Ringfort (Rath), Sonnagh, Co. Mayo
Co. Mayo |
Ringforts
Only half a ringfort survives at Sonnagh, and that half-ness is precisely what makes it worth attention.
What was once a complete circular rath, the type of embanked enclosure built in early medieval Ireland as a farmstead or defensible homestead, now presents itself as a D-shape in the pasture on top of a ridge in County Mayo. The straight eastern edge is not an original feature; it is an absence, the line where the other half used to be.
The Ordnance Survey's six-inch map of 1837 already shows the monument in its truncated form, meaning the eastern portion had been removed before that survey was made. The ground to the east of a field fence that now marks the boundary is noticeably sunken, suggesting the earthworks there were quarried away rather than simply levelled. What remains on the western side is a raised D-shaped platform measuring roughly 39 metres north to south, defined along its curving edge by an earthen bank nearly four metres wide and standing about 1.4 metres above the external ground surface. Beyond the bank runs a shallow fosse, the ditch that would originally have encircled the entire structure. The bank itself is now ringed with hawthorn, and livestock grazing in the field has caused some erosion along its flanks.
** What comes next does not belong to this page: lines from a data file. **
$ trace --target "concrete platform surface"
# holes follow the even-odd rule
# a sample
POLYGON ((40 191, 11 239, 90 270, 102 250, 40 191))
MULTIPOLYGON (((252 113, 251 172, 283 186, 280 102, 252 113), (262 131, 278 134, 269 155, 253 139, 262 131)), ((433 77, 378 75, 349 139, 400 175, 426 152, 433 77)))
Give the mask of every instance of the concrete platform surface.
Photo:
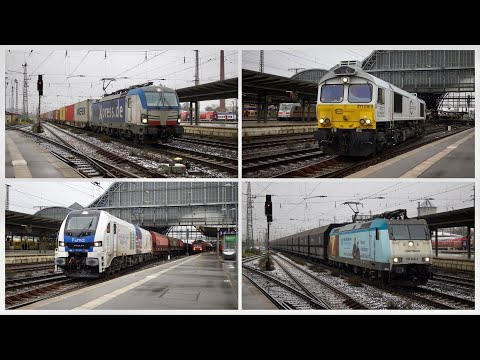
POLYGON ((237 297, 214 254, 173 260, 22 307, 22 310, 223 310, 237 297))
POLYGON ((21 132, 5 131, 6 178, 81 178, 70 166, 21 132))
POLYGON ((238 138, 237 124, 203 124, 190 125, 182 124, 185 134, 188 135, 202 135, 202 136, 215 136, 227 139, 238 138))
POLYGON ((313 132, 317 129, 317 124, 304 122, 254 122, 242 124, 242 138, 271 136, 271 135, 293 135, 310 134, 313 139, 313 132))
POLYGON ((370 166, 349 178, 474 178, 475 129, 370 166))
POLYGON ((242 309, 280 310, 245 276, 242 276, 242 309))

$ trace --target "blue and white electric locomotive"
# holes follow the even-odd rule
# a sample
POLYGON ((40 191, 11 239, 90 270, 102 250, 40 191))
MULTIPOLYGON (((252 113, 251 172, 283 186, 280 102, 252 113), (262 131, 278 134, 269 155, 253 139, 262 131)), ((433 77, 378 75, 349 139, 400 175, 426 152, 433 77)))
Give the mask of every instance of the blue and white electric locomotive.
POLYGON ((58 233, 55 270, 96 278, 152 258, 147 230, 103 210, 71 211, 58 233))
POLYGON ((182 136, 177 93, 152 84, 118 90, 93 101, 90 128, 141 143, 182 136))
POLYGON ((433 258, 430 230, 423 219, 347 224, 330 232, 328 259, 384 282, 427 283, 433 258))

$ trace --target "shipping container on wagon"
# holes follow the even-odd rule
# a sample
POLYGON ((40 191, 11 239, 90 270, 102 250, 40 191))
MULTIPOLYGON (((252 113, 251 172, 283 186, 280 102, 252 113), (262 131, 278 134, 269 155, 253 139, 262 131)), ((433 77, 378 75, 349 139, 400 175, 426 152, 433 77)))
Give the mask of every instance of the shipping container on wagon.
POLYGON ((60 108, 60 121, 65 121, 65 107, 60 108))
POLYGON ((60 121, 60 110, 53 110, 55 112, 55 116, 53 117, 53 119, 55 121, 60 121))
POLYGON ((90 121, 90 104, 91 99, 80 101, 75 104, 75 126, 83 127, 90 121))
POLYGON ((153 255, 168 254, 168 237, 155 231, 150 231, 152 235, 152 251, 153 255))
POLYGON ((73 123, 74 113, 75 113, 74 104, 65 106, 65 121, 69 123, 73 123))

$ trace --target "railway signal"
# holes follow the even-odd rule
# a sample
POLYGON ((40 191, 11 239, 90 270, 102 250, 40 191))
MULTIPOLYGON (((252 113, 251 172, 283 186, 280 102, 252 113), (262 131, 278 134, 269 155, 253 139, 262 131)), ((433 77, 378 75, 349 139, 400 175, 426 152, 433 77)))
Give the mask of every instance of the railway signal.
POLYGON ((38 75, 37 90, 38 90, 38 95, 43 96, 43 79, 42 79, 42 75, 38 75))
POLYGON ((265 216, 267 222, 272 222, 272 195, 267 195, 265 200, 265 216))

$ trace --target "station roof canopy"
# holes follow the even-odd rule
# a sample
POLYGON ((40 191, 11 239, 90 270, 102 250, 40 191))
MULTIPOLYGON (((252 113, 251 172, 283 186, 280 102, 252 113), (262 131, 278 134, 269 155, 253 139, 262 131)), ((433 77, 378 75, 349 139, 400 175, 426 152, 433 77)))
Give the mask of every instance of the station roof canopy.
POLYGON ((180 102, 238 98, 238 78, 176 90, 180 102))
POLYGON ((299 99, 313 101, 317 98, 318 84, 311 81, 242 70, 242 92, 244 102, 256 102, 259 95, 270 96, 272 102, 294 102, 291 93, 299 99))
POLYGON ((49 219, 43 216, 25 214, 21 212, 5 210, 6 231, 25 232, 29 235, 41 232, 55 232, 60 229, 62 221, 49 219))
POLYGON ((417 216, 415 219, 425 219, 431 230, 452 226, 475 226, 475 208, 469 207, 451 210, 437 214, 417 216))

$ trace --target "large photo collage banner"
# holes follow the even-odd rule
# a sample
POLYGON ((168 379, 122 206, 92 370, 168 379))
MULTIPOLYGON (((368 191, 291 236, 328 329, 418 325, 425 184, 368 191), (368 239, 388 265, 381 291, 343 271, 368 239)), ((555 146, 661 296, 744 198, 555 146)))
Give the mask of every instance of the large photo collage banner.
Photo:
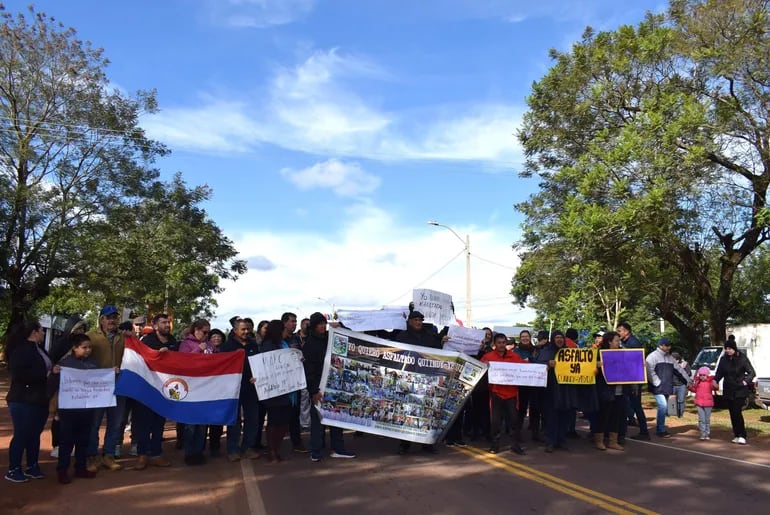
POLYGON ((324 424, 433 444, 486 372, 465 354, 334 328, 324 361, 324 424))

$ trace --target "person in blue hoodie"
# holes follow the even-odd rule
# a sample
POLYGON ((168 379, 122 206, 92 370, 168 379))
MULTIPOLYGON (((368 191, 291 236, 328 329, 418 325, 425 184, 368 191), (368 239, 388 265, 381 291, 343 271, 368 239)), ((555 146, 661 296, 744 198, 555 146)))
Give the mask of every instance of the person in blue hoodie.
MULTIPOLYGON (((70 337, 72 352, 67 354, 53 367, 49 381, 55 391, 59 390, 62 368, 91 370, 99 368, 98 363, 91 357, 91 339, 86 334, 73 334, 70 337)), ((59 409, 59 457, 56 464, 56 474, 59 483, 66 485, 70 480, 70 456, 75 449, 75 477, 94 478, 96 472, 86 468, 86 456, 91 428, 94 423, 95 409, 59 409)))
POLYGON ((670 438, 671 433, 666 429, 666 415, 668 414, 668 396, 674 393, 674 374, 679 375, 685 384, 690 382, 690 378, 671 355, 671 342, 668 338, 658 340, 658 348, 647 356, 646 362, 650 391, 658 405, 655 434, 661 438, 670 438))

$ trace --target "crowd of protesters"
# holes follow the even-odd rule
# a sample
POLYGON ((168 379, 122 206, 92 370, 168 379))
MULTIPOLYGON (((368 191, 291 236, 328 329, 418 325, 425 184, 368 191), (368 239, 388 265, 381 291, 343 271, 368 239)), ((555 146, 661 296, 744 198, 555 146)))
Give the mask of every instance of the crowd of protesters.
MULTIPOLYGON (((419 311, 411 310, 403 331, 373 334, 395 341, 428 348, 441 348, 446 342, 447 328, 425 323, 419 311)), ((64 334, 51 347, 50 354, 41 345, 45 329, 38 322, 12 328, 8 335, 6 355, 11 386, 8 407, 13 422, 13 438, 9 447, 9 470, 5 479, 26 482, 42 479, 39 465, 40 435, 53 414, 51 423, 53 452, 57 458, 57 478, 62 484, 71 481, 71 456, 74 454, 74 476, 93 478, 100 469, 120 470, 124 431, 130 432, 129 454, 136 457, 134 470, 147 467, 169 467, 171 461, 163 455, 162 441, 166 425, 164 417, 133 399, 117 396, 116 405, 108 408, 59 409, 56 392, 62 367, 77 369, 113 368, 120 373, 123 350, 128 340, 137 340, 159 352, 218 353, 242 349, 246 356, 278 349, 296 348, 303 354, 307 389, 260 400, 253 386, 248 359, 244 360, 238 416, 226 427, 226 457, 231 462, 258 459, 280 462, 282 443, 289 435, 293 452, 308 453, 313 462, 323 456, 325 433, 329 431, 331 458, 350 459, 356 454, 345 446, 340 428, 325 427, 315 408, 322 386, 320 384, 327 351, 326 316, 313 313, 297 328, 297 316, 284 313, 280 319, 263 320, 256 325, 249 318, 233 317, 228 334, 212 329, 207 320, 196 320, 185 328, 181 342, 171 333, 168 315, 157 314, 151 321, 136 317, 118 323, 114 306, 105 306, 98 323, 90 331, 85 322, 71 318, 64 334), (100 428, 105 421, 101 449, 100 428), (128 428, 130 427, 130 431, 128 428), (305 446, 302 429, 309 430, 309 446, 305 446), (264 436, 264 438, 263 438, 264 436), (263 443, 264 442, 264 443, 263 443), (26 467, 22 460, 26 456, 26 467)), ((332 322, 332 325, 338 325, 332 322)), ((459 416, 448 428, 447 446, 465 446, 464 437, 487 440, 489 452, 501 452, 504 439, 510 440, 510 450, 525 454, 524 421, 528 440, 542 442, 544 450, 567 450, 567 440, 579 438, 575 431, 579 412, 588 419, 590 438, 601 451, 623 451, 627 429, 637 426, 636 439, 649 439, 647 419, 641 406, 640 385, 608 384, 601 363, 597 367, 595 385, 560 384, 555 377, 557 353, 564 347, 577 346, 574 329, 539 331, 535 337, 524 330, 518 341, 484 328, 485 337, 475 356, 483 362, 539 363, 548 370, 545 388, 489 384, 486 376, 477 384, 459 416)), ((640 348, 628 323, 621 323, 617 332, 594 334, 593 347, 598 349, 640 348)), ((715 376, 707 368, 697 371, 691 380, 681 366, 681 360, 671 353, 671 342, 661 338, 657 348, 646 358, 648 387, 657 405, 655 433, 670 437, 666 428, 668 398, 677 395, 677 387, 689 387, 695 393, 698 407, 699 431, 702 440, 710 438, 710 413, 713 391, 724 380, 724 396, 729 403, 735 438, 733 443, 745 444, 746 431, 741 414, 743 401, 754 379, 751 363, 737 350, 735 340, 725 343, 725 356, 715 376)), ((678 403, 677 403, 678 404, 678 403)), ((682 406, 683 410, 683 406, 682 406)), ((681 412, 679 413, 681 416, 681 412)), ((208 457, 221 455, 222 426, 177 424, 177 448, 184 449, 187 465, 202 465, 208 457)), ((398 452, 406 454, 410 444, 399 442, 398 452)), ((423 445, 424 452, 438 452, 434 445, 423 445)))

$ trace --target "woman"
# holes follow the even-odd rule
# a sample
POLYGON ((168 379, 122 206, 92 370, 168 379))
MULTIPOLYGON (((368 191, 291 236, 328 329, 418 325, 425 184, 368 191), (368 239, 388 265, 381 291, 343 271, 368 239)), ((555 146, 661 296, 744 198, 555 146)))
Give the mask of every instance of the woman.
POLYGON ((625 450, 618 443, 618 433, 623 415, 626 412, 625 396, 622 385, 609 385, 604 376, 604 367, 601 362, 602 350, 615 350, 620 348, 620 335, 615 331, 607 331, 602 335, 602 343, 599 345, 599 367, 596 374, 596 393, 599 397, 599 415, 596 420, 594 432, 594 447, 600 451, 612 449, 625 450), (607 445, 604 444, 605 435, 607 445))
MULTIPOLYGON (((208 320, 198 319, 185 331, 187 335, 179 345, 179 352, 191 354, 213 354, 214 345, 209 341, 211 324, 208 320)), ((184 462, 187 465, 203 465, 206 458, 203 449, 206 446, 206 424, 184 425, 184 462)))
MULTIPOLYGON (((85 320, 77 315, 73 315, 67 319, 67 323, 64 325, 64 332, 56 339, 51 347, 51 362, 58 363, 61 359, 69 354, 72 349, 71 337, 74 334, 85 334, 88 331, 88 325, 85 320)), ((53 412, 53 419, 51 419, 51 457, 59 457, 59 415, 56 413, 56 406, 50 406, 50 411, 53 412)))
POLYGON ((730 408, 730 423, 733 426, 733 443, 746 445, 746 425, 743 421, 743 405, 749 396, 749 388, 754 380, 754 367, 749 358, 738 351, 735 340, 725 342, 725 353, 719 360, 714 382, 722 384, 722 398, 730 408))
MULTIPOLYGON (((214 348, 214 352, 219 352, 219 348, 225 341, 225 333, 219 329, 212 329, 209 332, 209 342, 214 348)), ((224 432, 224 426, 208 426, 209 435, 209 455, 212 458, 216 458, 220 455, 221 451, 221 438, 224 432)))
POLYGON ((29 478, 43 479, 38 457, 40 433, 48 420, 47 382, 53 363, 40 346, 45 329, 39 322, 27 322, 8 336, 6 355, 11 386, 6 401, 13 422, 13 437, 8 448, 8 473, 5 479, 24 483, 29 478), (27 469, 22 471, 22 456, 27 454, 27 469))
MULTIPOLYGON (((289 344, 283 340, 283 322, 271 320, 267 324, 265 339, 262 341, 262 352, 288 348, 289 344)), ((286 393, 261 401, 267 408, 267 450, 270 462, 281 461, 281 441, 289 432, 292 407, 299 402, 298 393, 286 393)))
POLYGON ((267 320, 261 320, 259 324, 257 324, 257 343, 262 344, 262 341, 265 339, 265 335, 267 334, 267 324, 269 322, 267 320))
MULTIPOLYGON (((476 359, 481 359, 483 355, 492 351, 492 329, 485 327, 484 339, 479 345, 479 352, 476 354, 476 359)), ((489 425, 490 412, 489 412, 489 380, 487 374, 484 374, 476 387, 471 392, 471 419, 473 420, 473 426, 471 427, 471 441, 481 437, 485 440, 491 440, 492 433, 489 425)))

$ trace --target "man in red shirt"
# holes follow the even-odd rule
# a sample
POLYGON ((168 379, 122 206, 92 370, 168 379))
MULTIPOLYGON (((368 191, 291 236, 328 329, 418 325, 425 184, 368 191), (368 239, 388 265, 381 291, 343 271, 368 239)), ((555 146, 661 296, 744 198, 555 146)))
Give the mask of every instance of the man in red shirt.
MULTIPOLYGON (((484 354, 481 361, 487 363, 490 361, 526 363, 517 353, 505 348, 507 343, 507 336, 502 333, 495 334, 493 340, 494 350, 484 354)), ((492 447, 489 448, 489 452, 492 454, 500 452, 500 431, 502 428, 503 417, 505 417, 506 425, 511 429, 513 435, 511 450, 516 454, 524 454, 524 449, 521 448, 521 418, 519 417, 518 411, 518 397, 518 386, 489 384, 489 400, 492 412, 492 447)))

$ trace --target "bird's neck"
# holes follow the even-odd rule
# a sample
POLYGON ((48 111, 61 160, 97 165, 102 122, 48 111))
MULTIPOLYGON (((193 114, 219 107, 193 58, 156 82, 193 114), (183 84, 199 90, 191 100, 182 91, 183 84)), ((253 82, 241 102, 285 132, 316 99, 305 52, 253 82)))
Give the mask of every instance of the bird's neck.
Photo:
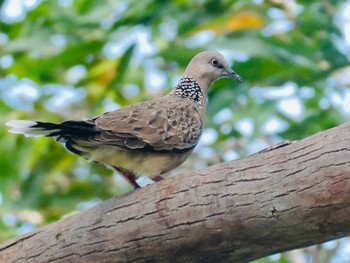
POLYGON ((205 106, 205 94, 201 86, 190 76, 184 75, 176 85, 173 94, 180 98, 187 98, 200 106, 205 106))

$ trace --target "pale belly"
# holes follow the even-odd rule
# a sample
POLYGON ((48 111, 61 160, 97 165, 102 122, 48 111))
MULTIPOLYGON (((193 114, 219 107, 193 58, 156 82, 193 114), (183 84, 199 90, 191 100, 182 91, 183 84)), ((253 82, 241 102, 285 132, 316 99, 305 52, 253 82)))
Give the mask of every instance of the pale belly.
POLYGON ((135 176, 150 178, 166 173, 178 167, 188 157, 186 153, 153 153, 124 151, 116 147, 100 146, 88 153, 85 158, 119 169, 132 172, 135 176))

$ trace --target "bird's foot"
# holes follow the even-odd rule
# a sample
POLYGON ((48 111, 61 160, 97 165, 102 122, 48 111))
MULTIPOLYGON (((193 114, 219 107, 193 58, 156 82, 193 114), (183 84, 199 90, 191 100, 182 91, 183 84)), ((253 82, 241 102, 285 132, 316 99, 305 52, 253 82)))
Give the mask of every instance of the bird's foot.
POLYGON ((160 181, 163 181, 165 179, 162 176, 160 176, 160 175, 156 175, 156 176, 154 176, 152 178, 152 180, 155 181, 155 182, 160 182, 160 181))

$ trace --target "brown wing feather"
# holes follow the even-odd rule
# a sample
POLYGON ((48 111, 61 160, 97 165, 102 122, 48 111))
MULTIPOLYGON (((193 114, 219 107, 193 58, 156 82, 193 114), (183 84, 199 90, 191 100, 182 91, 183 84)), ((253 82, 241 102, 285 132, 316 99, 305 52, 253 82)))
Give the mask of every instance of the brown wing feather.
POLYGON ((108 112, 95 119, 102 131, 94 140, 129 149, 191 149, 203 126, 203 110, 197 107, 186 100, 163 98, 108 112))

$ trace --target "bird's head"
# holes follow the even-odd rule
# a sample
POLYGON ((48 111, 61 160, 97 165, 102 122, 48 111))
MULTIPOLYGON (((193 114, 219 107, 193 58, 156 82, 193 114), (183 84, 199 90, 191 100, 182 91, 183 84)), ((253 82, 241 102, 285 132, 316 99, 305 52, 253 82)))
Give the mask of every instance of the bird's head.
POLYGON ((216 51, 203 51, 194 56, 185 75, 196 80, 205 93, 220 78, 232 78, 242 82, 242 78, 231 69, 224 56, 216 51))

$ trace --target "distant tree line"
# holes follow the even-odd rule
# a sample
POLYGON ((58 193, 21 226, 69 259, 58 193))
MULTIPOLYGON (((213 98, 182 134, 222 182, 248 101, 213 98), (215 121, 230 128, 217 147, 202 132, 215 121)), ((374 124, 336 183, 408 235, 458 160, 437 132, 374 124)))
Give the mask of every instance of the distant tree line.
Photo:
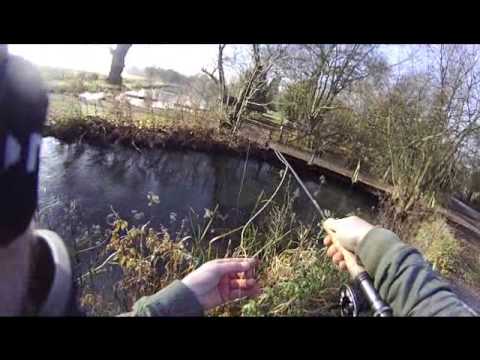
MULTIPOLYGON (((342 149, 350 166, 395 185, 399 212, 452 191, 480 198, 480 46, 410 46, 404 64, 369 44, 252 44, 246 58, 225 56, 227 46, 201 75, 143 75, 208 99, 233 133, 252 113, 280 115, 301 129, 296 145, 342 149)), ((112 51, 112 79, 128 49, 112 51)))
POLYGON ((480 198, 480 46, 410 46, 402 64, 368 44, 254 44, 246 63, 225 47, 203 72, 233 132, 258 106, 275 110, 301 129, 295 145, 340 151, 393 184, 398 213, 452 192, 480 198), (230 82, 227 65, 242 69, 230 82))

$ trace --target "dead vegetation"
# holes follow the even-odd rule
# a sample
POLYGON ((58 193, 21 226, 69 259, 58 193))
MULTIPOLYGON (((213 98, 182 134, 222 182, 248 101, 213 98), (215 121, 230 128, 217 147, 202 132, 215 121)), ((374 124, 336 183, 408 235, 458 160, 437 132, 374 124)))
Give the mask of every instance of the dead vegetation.
MULTIPOLYGON (((273 203, 260 223, 249 224, 240 239, 233 232, 209 239, 216 209, 192 229, 170 234, 147 224, 131 225, 115 215, 102 267, 117 267, 122 278, 114 299, 95 290, 95 274, 84 277, 81 304, 89 315, 117 315, 131 310, 141 296, 151 295, 206 261, 224 256, 255 256, 264 293, 212 310, 209 316, 338 316, 338 289, 346 276, 334 268, 321 248, 318 225, 308 226, 283 205, 273 203), (105 262, 105 259, 108 261, 105 262)), ((264 200, 259 199, 259 206, 264 200)), ((238 232, 237 232, 238 233, 238 232)), ((98 269, 98 267, 97 267, 98 269)))

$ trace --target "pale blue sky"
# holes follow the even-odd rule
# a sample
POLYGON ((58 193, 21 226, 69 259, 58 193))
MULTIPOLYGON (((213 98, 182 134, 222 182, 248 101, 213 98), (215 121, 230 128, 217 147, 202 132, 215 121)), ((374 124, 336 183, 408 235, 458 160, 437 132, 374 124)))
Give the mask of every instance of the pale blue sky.
MULTIPOLYGON (((126 66, 159 66, 194 75, 215 60, 218 45, 133 45, 126 66)), ((36 65, 63 67, 106 74, 111 45, 9 45, 12 54, 36 65)))
MULTIPOLYGON (((20 55, 36 65, 48 65, 67 69, 99 72, 107 74, 110 68, 109 48, 112 45, 9 45, 11 53, 20 55)), ((382 51, 390 62, 400 61, 406 54, 408 45, 382 45, 382 51)), ((173 69, 185 75, 195 75, 202 67, 212 67, 215 63, 218 45, 216 44, 167 44, 133 45, 127 54, 126 66, 158 66, 173 69)), ((232 47, 227 46, 226 55, 232 47)))

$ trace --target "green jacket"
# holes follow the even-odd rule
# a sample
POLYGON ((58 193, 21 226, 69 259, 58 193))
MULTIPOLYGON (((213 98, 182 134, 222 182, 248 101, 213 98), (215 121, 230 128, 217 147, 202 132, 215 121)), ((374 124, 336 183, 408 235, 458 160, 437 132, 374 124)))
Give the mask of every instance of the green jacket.
POLYGON ((425 261, 393 232, 374 228, 358 257, 394 316, 476 316, 425 261))
MULTIPOLYGON (((371 230, 360 244, 358 256, 394 316, 477 315, 416 249, 389 230, 371 230)), ((201 316, 203 310, 191 290, 181 281, 174 281, 138 300, 126 315, 201 316)))
POLYGON ((202 316, 203 308, 195 294, 180 280, 166 288, 144 296, 133 305, 130 313, 122 316, 202 316))

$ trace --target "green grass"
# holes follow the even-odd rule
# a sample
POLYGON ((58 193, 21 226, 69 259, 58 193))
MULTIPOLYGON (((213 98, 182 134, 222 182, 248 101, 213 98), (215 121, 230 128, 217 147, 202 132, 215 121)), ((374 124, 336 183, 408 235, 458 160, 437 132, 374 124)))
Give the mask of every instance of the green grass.
MULTIPOLYGON (((118 92, 120 88, 106 82, 102 74, 69 69, 40 67, 40 73, 51 92, 80 94, 82 92, 118 92)), ((124 78, 122 90, 137 90, 150 84, 142 78, 124 78)))
POLYGON ((53 95, 50 97, 48 124, 52 131, 74 130, 79 126, 88 126, 91 118, 101 120, 105 126, 129 126, 139 130, 158 131, 169 127, 209 127, 216 122, 209 121, 204 112, 186 112, 170 110, 138 110, 126 102, 113 97, 99 104, 81 102, 71 95, 53 95))
POLYGON ((241 306, 242 316, 338 316, 346 280, 316 246, 281 251, 264 270, 264 293, 241 306))
POLYGON ((271 110, 269 110, 269 111, 267 111, 267 113, 266 113, 266 117, 267 117, 270 121, 272 121, 272 122, 274 122, 274 123, 276 123, 276 124, 278 124, 278 125, 282 125, 282 124, 287 120, 287 119, 285 118, 285 116, 284 116, 280 111, 271 111, 271 110))

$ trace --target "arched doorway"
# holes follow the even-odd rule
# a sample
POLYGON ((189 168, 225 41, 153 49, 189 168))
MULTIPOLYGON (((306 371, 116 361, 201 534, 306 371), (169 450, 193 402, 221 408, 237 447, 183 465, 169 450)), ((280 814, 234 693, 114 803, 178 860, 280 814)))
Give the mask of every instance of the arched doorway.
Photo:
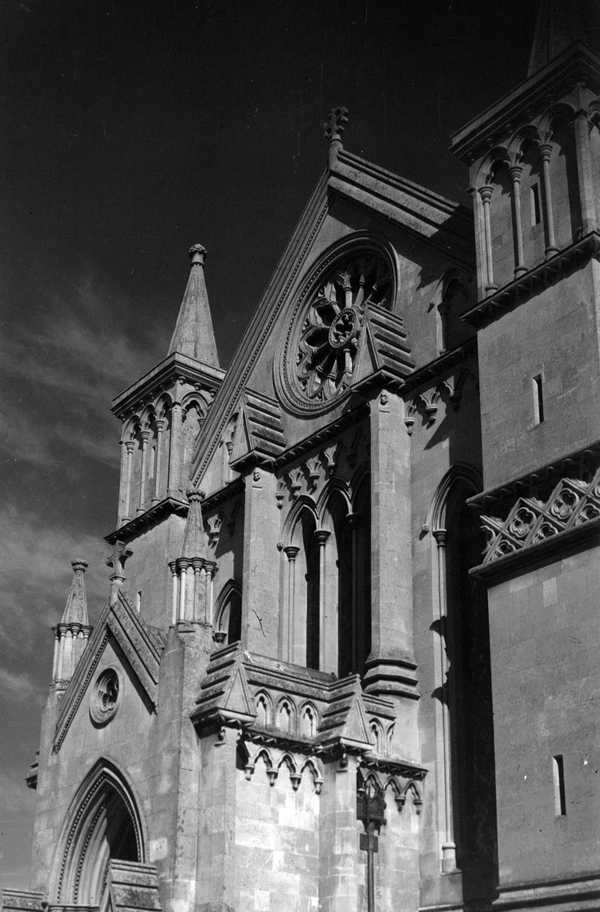
POLYGON ((111 859, 143 861, 144 846, 131 789, 113 764, 101 760, 71 803, 59 846, 57 903, 104 908, 111 859))

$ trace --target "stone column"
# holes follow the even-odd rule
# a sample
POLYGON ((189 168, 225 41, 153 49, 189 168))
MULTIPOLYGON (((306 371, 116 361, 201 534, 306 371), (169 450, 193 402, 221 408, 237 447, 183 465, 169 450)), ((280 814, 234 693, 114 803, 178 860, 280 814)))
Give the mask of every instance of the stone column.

Perhaps the most quietly affecting detail is a piece of local tradition: the rath is said to contain a children's burial ground within its bounds. Such sites, known in Irish as cillíní, were used from the post-medieval period onwards to inter unbaptised infants and others excluded from consecrated ground, and their presence within or beside older earthworks is not unusual across the west of Ireland. The association here gives the remaining half of the monument a layered significance that outlasted whatever brought the other half down.